Because a machine that is able to operate without fixed conditions not yet exists, Yucekaya is trying to develop actual intelligence based on the strict computer logic that is available. He uses software by Bethesda Softworks and CryEngine, with which video games such as Fallout, Skyrim and Kingdome Come: Deliverance were created. “I know those environments well, and to cultivate intelligence we need an environment in which we can control everything, including time. Intelligence doesn’t just happen.” After all, how long did it take before mankind became intelligent? In a game, time can be fast-forwarded up to millions or even billions of years.
“AI might discover concepts like love”
Yucekaya releases NPCs (non-player characters) in these games. Only programming them to a minimal extent, he hopes that they will discover the world independently, compare what they encounter, and become intelligent. He fears that the characters’ comparisons will still be based on ones and zeros. But he is willing to try it out, because he wants to test his theory. “Perhaps something will happen that I didn’t expect.” If he succeeds, Yucekaya will have found the very foundation for actual AI.

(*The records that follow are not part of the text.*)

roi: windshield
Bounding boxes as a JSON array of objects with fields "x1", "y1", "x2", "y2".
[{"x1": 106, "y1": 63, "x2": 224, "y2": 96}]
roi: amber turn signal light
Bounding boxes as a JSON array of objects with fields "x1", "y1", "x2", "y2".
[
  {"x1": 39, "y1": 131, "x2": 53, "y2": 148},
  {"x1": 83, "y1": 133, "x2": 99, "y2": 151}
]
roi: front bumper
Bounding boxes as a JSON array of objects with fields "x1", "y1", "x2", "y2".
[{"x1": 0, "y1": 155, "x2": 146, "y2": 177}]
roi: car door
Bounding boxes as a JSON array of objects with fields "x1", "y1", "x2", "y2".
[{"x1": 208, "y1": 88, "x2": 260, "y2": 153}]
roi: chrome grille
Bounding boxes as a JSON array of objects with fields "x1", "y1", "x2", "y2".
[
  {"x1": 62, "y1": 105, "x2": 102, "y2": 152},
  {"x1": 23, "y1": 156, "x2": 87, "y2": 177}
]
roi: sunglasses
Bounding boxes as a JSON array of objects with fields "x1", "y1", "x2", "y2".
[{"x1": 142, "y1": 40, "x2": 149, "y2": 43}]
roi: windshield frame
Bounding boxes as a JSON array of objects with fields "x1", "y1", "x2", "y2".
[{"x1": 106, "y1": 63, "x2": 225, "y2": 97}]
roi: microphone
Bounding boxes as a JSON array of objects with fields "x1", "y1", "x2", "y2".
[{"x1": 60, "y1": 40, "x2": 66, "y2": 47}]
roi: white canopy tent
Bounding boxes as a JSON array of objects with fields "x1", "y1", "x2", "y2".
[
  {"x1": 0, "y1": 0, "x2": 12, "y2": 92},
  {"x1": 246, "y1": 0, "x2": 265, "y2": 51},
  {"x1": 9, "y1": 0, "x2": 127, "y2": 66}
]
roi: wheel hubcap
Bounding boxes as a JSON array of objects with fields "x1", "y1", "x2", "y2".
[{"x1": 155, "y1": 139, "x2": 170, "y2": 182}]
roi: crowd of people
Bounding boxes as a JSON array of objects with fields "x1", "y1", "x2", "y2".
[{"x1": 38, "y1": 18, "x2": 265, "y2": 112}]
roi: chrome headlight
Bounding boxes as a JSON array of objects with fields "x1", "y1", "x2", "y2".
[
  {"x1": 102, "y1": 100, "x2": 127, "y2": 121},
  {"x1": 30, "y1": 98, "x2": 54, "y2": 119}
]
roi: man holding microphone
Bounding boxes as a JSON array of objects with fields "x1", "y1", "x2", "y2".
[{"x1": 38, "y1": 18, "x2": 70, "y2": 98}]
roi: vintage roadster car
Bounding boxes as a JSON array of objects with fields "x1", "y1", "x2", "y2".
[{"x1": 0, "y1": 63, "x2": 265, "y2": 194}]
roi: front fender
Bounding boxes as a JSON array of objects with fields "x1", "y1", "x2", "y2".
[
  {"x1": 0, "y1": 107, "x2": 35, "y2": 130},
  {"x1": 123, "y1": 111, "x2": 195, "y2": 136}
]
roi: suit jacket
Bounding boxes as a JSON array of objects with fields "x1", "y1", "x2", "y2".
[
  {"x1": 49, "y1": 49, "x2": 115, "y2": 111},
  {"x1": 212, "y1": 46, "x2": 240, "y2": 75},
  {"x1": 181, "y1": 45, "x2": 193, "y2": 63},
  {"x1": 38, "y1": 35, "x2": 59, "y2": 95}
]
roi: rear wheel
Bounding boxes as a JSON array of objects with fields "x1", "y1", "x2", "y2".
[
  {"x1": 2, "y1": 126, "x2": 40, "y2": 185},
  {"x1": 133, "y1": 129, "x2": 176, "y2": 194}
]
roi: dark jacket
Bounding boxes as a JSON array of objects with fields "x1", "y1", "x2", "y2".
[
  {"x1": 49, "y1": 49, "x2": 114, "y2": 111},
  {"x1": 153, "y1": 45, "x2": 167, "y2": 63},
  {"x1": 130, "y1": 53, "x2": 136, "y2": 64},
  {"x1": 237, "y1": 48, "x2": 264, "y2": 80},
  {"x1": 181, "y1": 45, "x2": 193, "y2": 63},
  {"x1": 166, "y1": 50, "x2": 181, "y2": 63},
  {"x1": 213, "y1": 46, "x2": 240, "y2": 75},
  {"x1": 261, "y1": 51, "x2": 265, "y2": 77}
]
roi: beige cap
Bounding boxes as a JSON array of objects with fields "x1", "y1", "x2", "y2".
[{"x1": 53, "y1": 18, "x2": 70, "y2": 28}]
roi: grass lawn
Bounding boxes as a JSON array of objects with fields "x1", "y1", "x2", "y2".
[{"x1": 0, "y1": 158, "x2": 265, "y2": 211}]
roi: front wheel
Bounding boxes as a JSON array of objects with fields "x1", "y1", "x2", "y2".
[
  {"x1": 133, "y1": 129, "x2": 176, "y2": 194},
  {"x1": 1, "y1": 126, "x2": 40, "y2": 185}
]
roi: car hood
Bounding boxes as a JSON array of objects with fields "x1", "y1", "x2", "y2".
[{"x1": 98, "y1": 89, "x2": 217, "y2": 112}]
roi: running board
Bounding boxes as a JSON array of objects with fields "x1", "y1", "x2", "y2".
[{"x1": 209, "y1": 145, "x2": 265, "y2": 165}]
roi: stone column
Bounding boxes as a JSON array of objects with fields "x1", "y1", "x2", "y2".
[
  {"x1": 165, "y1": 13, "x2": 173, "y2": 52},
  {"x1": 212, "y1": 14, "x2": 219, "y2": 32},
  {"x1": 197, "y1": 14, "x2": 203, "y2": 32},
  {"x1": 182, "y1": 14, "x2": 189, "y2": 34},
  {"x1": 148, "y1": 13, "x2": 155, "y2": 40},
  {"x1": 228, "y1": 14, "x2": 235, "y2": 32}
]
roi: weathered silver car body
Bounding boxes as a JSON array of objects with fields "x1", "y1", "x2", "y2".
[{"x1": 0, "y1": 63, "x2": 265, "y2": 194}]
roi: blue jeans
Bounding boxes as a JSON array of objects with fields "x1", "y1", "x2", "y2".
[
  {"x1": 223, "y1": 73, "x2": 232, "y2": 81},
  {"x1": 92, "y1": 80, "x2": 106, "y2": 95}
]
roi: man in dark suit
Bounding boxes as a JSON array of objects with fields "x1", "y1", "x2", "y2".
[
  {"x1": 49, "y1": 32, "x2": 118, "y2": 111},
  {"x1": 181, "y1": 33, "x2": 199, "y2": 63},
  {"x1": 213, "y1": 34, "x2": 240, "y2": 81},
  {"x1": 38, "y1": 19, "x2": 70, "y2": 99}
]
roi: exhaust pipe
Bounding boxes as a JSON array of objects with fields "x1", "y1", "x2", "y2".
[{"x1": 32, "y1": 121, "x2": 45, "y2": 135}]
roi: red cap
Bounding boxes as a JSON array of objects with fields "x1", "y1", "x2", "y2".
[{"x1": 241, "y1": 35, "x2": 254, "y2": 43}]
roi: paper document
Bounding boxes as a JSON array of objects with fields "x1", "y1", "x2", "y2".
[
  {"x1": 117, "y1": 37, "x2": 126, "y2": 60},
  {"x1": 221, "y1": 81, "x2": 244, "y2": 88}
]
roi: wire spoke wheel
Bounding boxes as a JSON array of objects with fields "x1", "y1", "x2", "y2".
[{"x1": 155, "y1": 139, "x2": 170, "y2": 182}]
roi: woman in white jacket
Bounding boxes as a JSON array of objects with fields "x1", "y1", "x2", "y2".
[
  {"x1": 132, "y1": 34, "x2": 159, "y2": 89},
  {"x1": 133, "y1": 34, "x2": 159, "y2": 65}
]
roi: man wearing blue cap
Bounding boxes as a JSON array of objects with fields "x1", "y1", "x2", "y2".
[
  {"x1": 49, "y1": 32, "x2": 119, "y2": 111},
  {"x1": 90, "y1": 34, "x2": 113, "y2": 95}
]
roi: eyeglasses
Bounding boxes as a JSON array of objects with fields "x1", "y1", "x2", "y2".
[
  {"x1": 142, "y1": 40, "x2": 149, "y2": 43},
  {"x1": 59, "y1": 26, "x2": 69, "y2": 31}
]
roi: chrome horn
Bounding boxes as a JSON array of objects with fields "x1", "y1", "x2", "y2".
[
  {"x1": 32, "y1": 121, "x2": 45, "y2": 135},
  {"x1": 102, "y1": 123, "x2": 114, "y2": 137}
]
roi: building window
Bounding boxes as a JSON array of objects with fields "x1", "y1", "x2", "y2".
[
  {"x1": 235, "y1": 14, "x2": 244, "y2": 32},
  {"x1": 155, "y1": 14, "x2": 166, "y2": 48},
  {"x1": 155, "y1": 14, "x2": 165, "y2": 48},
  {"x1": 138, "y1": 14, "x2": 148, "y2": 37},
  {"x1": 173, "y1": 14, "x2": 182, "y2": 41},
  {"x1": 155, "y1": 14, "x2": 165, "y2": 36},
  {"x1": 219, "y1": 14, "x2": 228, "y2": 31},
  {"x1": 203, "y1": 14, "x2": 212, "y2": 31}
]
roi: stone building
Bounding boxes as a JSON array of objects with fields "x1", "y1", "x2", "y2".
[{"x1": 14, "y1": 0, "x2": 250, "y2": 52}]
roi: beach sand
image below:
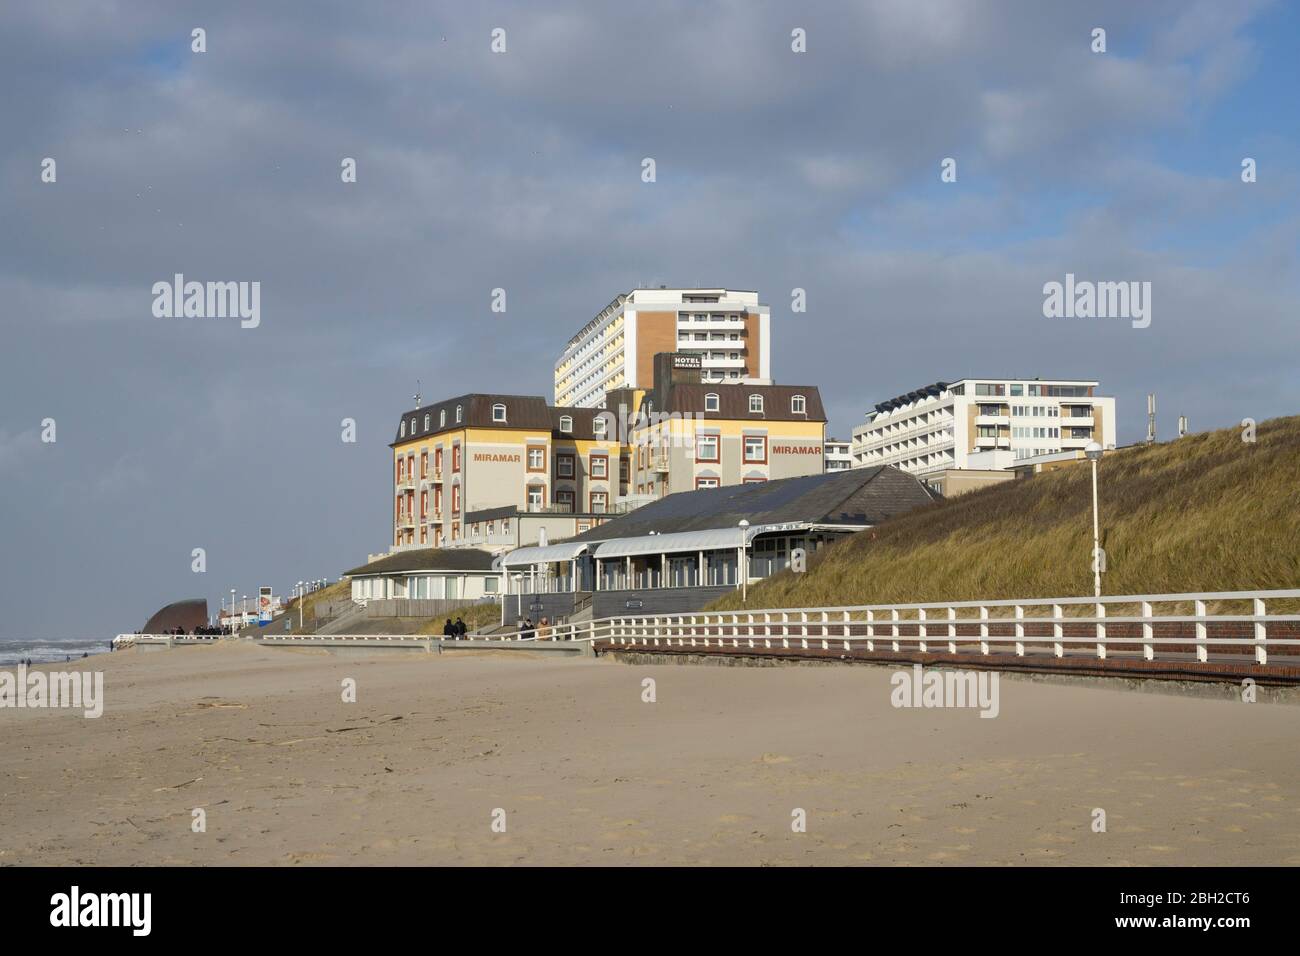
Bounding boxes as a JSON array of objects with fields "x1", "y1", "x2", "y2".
[{"x1": 1, "y1": 642, "x2": 1297, "y2": 866}]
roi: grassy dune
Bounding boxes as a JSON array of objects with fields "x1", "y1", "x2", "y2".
[{"x1": 712, "y1": 415, "x2": 1300, "y2": 612}]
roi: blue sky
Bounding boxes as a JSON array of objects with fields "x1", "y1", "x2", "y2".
[{"x1": 2, "y1": 0, "x2": 1298, "y2": 640}]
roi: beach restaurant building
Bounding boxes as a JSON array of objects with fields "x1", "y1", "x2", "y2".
[
  {"x1": 344, "y1": 548, "x2": 502, "y2": 603},
  {"x1": 498, "y1": 467, "x2": 935, "y2": 624}
]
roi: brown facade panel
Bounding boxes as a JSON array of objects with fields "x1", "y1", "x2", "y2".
[{"x1": 635, "y1": 311, "x2": 679, "y2": 389}]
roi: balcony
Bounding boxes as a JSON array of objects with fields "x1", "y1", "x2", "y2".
[
  {"x1": 701, "y1": 356, "x2": 747, "y2": 368},
  {"x1": 975, "y1": 414, "x2": 1010, "y2": 426},
  {"x1": 974, "y1": 436, "x2": 1011, "y2": 450},
  {"x1": 680, "y1": 314, "x2": 746, "y2": 329},
  {"x1": 653, "y1": 457, "x2": 670, "y2": 472},
  {"x1": 420, "y1": 470, "x2": 443, "y2": 483},
  {"x1": 396, "y1": 477, "x2": 415, "y2": 491},
  {"x1": 397, "y1": 514, "x2": 416, "y2": 529}
]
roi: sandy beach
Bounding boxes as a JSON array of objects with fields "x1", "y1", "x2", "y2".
[{"x1": 1, "y1": 642, "x2": 1297, "y2": 866}]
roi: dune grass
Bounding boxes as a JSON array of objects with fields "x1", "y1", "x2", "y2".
[{"x1": 711, "y1": 415, "x2": 1300, "y2": 612}]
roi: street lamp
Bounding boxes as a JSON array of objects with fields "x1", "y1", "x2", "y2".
[
  {"x1": 297, "y1": 581, "x2": 304, "y2": 630},
  {"x1": 1085, "y1": 442, "x2": 1104, "y2": 598},
  {"x1": 738, "y1": 519, "x2": 750, "y2": 605},
  {"x1": 242, "y1": 594, "x2": 248, "y2": 629},
  {"x1": 230, "y1": 589, "x2": 236, "y2": 633}
]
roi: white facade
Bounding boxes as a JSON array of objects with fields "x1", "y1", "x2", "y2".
[
  {"x1": 850, "y1": 378, "x2": 1117, "y2": 480},
  {"x1": 823, "y1": 439, "x2": 852, "y2": 472},
  {"x1": 351, "y1": 569, "x2": 501, "y2": 602},
  {"x1": 554, "y1": 288, "x2": 772, "y2": 408}
]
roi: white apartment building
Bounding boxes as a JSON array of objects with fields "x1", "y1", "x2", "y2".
[
  {"x1": 554, "y1": 287, "x2": 772, "y2": 408},
  {"x1": 850, "y1": 378, "x2": 1117, "y2": 482},
  {"x1": 824, "y1": 438, "x2": 852, "y2": 472}
]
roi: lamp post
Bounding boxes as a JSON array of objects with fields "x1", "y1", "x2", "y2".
[
  {"x1": 242, "y1": 594, "x2": 248, "y2": 629},
  {"x1": 297, "y1": 581, "x2": 304, "y2": 629},
  {"x1": 229, "y1": 589, "x2": 236, "y2": 633},
  {"x1": 1085, "y1": 442, "x2": 1104, "y2": 598},
  {"x1": 738, "y1": 519, "x2": 750, "y2": 605}
]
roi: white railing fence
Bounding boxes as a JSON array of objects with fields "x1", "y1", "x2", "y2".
[{"x1": 557, "y1": 589, "x2": 1300, "y2": 667}]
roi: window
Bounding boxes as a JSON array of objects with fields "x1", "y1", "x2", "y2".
[
  {"x1": 559, "y1": 415, "x2": 573, "y2": 433},
  {"x1": 452, "y1": 444, "x2": 461, "y2": 472},
  {"x1": 439, "y1": 409, "x2": 446, "y2": 428},
  {"x1": 410, "y1": 417, "x2": 416, "y2": 432},
  {"x1": 397, "y1": 459, "x2": 405, "y2": 481},
  {"x1": 589, "y1": 491, "x2": 608, "y2": 513},
  {"x1": 555, "y1": 489, "x2": 575, "y2": 512},
  {"x1": 434, "y1": 486, "x2": 442, "y2": 512},
  {"x1": 434, "y1": 448, "x2": 443, "y2": 473},
  {"x1": 420, "y1": 452, "x2": 428, "y2": 477},
  {"x1": 420, "y1": 490, "x2": 428, "y2": 517},
  {"x1": 400, "y1": 421, "x2": 407, "y2": 438},
  {"x1": 556, "y1": 454, "x2": 574, "y2": 478},
  {"x1": 452, "y1": 522, "x2": 459, "y2": 540},
  {"x1": 744, "y1": 435, "x2": 767, "y2": 463},
  {"x1": 492, "y1": 404, "x2": 506, "y2": 423},
  {"x1": 748, "y1": 394, "x2": 764, "y2": 414},
  {"x1": 743, "y1": 477, "x2": 767, "y2": 484},
  {"x1": 705, "y1": 393, "x2": 720, "y2": 412},
  {"x1": 590, "y1": 454, "x2": 608, "y2": 479},
  {"x1": 593, "y1": 415, "x2": 607, "y2": 437},
  {"x1": 527, "y1": 486, "x2": 543, "y2": 511},
  {"x1": 695, "y1": 434, "x2": 719, "y2": 462},
  {"x1": 791, "y1": 394, "x2": 806, "y2": 414},
  {"x1": 501, "y1": 518, "x2": 510, "y2": 534},
  {"x1": 423, "y1": 414, "x2": 430, "y2": 430},
  {"x1": 451, "y1": 485, "x2": 460, "y2": 512},
  {"x1": 1010, "y1": 384, "x2": 1024, "y2": 396},
  {"x1": 527, "y1": 447, "x2": 546, "y2": 471},
  {"x1": 695, "y1": 477, "x2": 719, "y2": 490}
]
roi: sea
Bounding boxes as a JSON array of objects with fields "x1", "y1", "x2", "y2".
[{"x1": 0, "y1": 638, "x2": 115, "y2": 666}]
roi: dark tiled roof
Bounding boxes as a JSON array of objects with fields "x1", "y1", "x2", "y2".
[
  {"x1": 393, "y1": 395, "x2": 615, "y2": 445},
  {"x1": 392, "y1": 395, "x2": 553, "y2": 446},
  {"x1": 569, "y1": 467, "x2": 934, "y2": 541},
  {"x1": 344, "y1": 548, "x2": 498, "y2": 577},
  {"x1": 644, "y1": 383, "x2": 827, "y2": 423}
]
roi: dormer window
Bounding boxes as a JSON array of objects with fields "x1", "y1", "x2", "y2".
[
  {"x1": 456, "y1": 405, "x2": 463, "y2": 423},
  {"x1": 748, "y1": 394, "x2": 764, "y2": 414},
  {"x1": 400, "y1": 421, "x2": 407, "y2": 438},
  {"x1": 593, "y1": 415, "x2": 607, "y2": 437},
  {"x1": 791, "y1": 394, "x2": 806, "y2": 415},
  {"x1": 423, "y1": 413, "x2": 431, "y2": 430},
  {"x1": 439, "y1": 409, "x2": 446, "y2": 428},
  {"x1": 559, "y1": 415, "x2": 573, "y2": 433},
  {"x1": 409, "y1": 417, "x2": 416, "y2": 432},
  {"x1": 492, "y1": 403, "x2": 507, "y2": 423},
  {"x1": 705, "y1": 393, "x2": 720, "y2": 413}
]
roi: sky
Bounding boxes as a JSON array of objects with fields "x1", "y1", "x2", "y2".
[{"x1": 2, "y1": 0, "x2": 1298, "y2": 641}]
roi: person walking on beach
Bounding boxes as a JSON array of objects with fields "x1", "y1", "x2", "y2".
[
  {"x1": 442, "y1": 619, "x2": 454, "y2": 638},
  {"x1": 454, "y1": 617, "x2": 466, "y2": 639}
]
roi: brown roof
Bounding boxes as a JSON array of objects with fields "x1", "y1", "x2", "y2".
[
  {"x1": 344, "y1": 548, "x2": 498, "y2": 577},
  {"x1": 646, "y1": 383, "x2": 827, "y2": 423},
  {"x1": 394, "y1": 395, "x2": 617, "y2": 445}
]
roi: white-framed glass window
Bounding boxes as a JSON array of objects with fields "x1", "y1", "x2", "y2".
[
  {"x1": 705, "y1": 393, "x2": 720, "y2": 412},
  {"x1": 744, "y1": 436, "x2": 766, "y2": 462},
  {"x1": 748, "y1": 394, "x2": 764, "y2": 413},
  {"x1": 695, "y1": 434, "x2": 719, "y2": 462},
  {"x1": 791, "y1": 394, "x2": 806, "y2": 414},
  {"x1": 400, "y1": 421, "x2": 407, "y2": 437},
  {"x1": 492, "y1": 403, "x2": 507, "y2": 423},
  {"x1": 439, "y1": 409, "x2": 446, "y2": 428},
  {"x1": 456, "y1": 405, "x2": 463, "y2": 423},
  {"x1": 593, "y1": 416, "x2": 607, "y2": 437},
  {"x1": 528, "y1": 447, "x2": 545, "y2": 470},
  {"x1": 590, "y1": 454, "x2": 608, "y2": 479},
  {"x1": 526, "y1": 486, "x2": 543, "y2": 511},
  {"x1": 423, "y1": 413, "x2": 430, "y2": 430},
  {"x1": 559, "y1": 415, "x2": 573, "y2": 433}
]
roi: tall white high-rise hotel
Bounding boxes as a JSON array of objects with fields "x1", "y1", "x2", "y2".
[{"x1": 554, "y1": 288, "x2": 772, "y2": 408}]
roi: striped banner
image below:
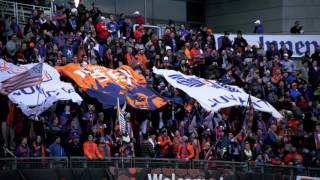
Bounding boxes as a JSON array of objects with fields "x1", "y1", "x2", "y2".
[
  {"x1": 1, "y1": 63, "x2": 43, "y2": 94},
  {"x1": 117, "y1": 98, "x2": 127, "y2": 135}
]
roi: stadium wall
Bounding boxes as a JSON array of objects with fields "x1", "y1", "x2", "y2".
[{"x1": 205, "y1": 0, "x2": 320, "y2": 34}]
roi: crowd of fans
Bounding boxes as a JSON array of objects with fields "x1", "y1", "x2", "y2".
[{"x1": 0, "y1": 0, "x2": 320, "y2": 169}]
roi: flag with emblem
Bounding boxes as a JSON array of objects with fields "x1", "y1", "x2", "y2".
[
  {"x1": 1, "y1": 63, "x2": 43, "y2": 94},
  {"x1": 117, "y1": 98, "x2": 127, "y2": 135}
]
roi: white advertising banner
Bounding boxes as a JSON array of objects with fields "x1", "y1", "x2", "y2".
[
  {"x1": 214, "y1": 34, "x2": 320, "y2": 57},
  {"x1": 7, "y1": 63, "x2": 83, "y2": 117},
  {"x1": 153, "y1": 67, "x2": 282, "y2": 119}
]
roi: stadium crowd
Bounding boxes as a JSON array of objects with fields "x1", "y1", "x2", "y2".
[{"x1": 0, "y1": 0, "x2": 320, "y2": 168}]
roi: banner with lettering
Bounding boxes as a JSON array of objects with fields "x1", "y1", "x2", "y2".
[
  {"x1": 214, "y1": 34, "x2": 320, "y2": 57},
  {"x1": 8, "y1": 63, "x2": 83, "y2": 117},
  {"x1": 57, "y1": 64, "x2": 166, "y2": 110},
  {"x1": 153, "y1": 67, "x2": 282, "y2": 119}
]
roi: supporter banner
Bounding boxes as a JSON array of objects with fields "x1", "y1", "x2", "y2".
[
  {"x1": 296, "y1": 176, "x2": 320, "y2": 180},
  {"x1": 153, "y1": 67, "x2": 282, "y2": 119},
  {"x1": 7, "y1": 63, "x2": 82, "y2": 117},
  {"x1": 214, "y1": 34, "x2": 320, "y2": 57},
  {"x1": 0, "y1": 168, "x2": 292, "y2": 180},
  {"x1": 57, "y1": 64, "x2": 166, "y2": 110}
]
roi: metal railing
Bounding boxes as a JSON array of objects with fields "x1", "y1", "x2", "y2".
[
  {"x1": 0, "y1": 0, "x2": 53, "y2": 25},
  {"x1": 1, "y1": 157, "x2": 319, "y2": 177},
  {"x1": 0, "y1": 157, "x2": 68, "y2": 170}
]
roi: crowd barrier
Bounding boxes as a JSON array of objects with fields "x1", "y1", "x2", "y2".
[{"x1": 0, "y1": 157, "x2": 319, "y2": 178}]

Does Yucekaya not worry that real artificial intelligence will mean the end of humanity? Humans are the smartest creatures on earth, and our intelligence has extremely unfavorable effects on pretty much all less intelligent animals. That could be cause for concern. But Yucekaya believes that a higher intelligence will be aware of the fact that we were the ones to create it. And that it wouldn’t think to exterminate us. “Why do we think so negatively? Perhaps this intelligence will think: I have to co-exist with humans. Or it discovers concepts like love.” According to Yucekaya, the real danger is not technology, but humans using technology for destructive purposes.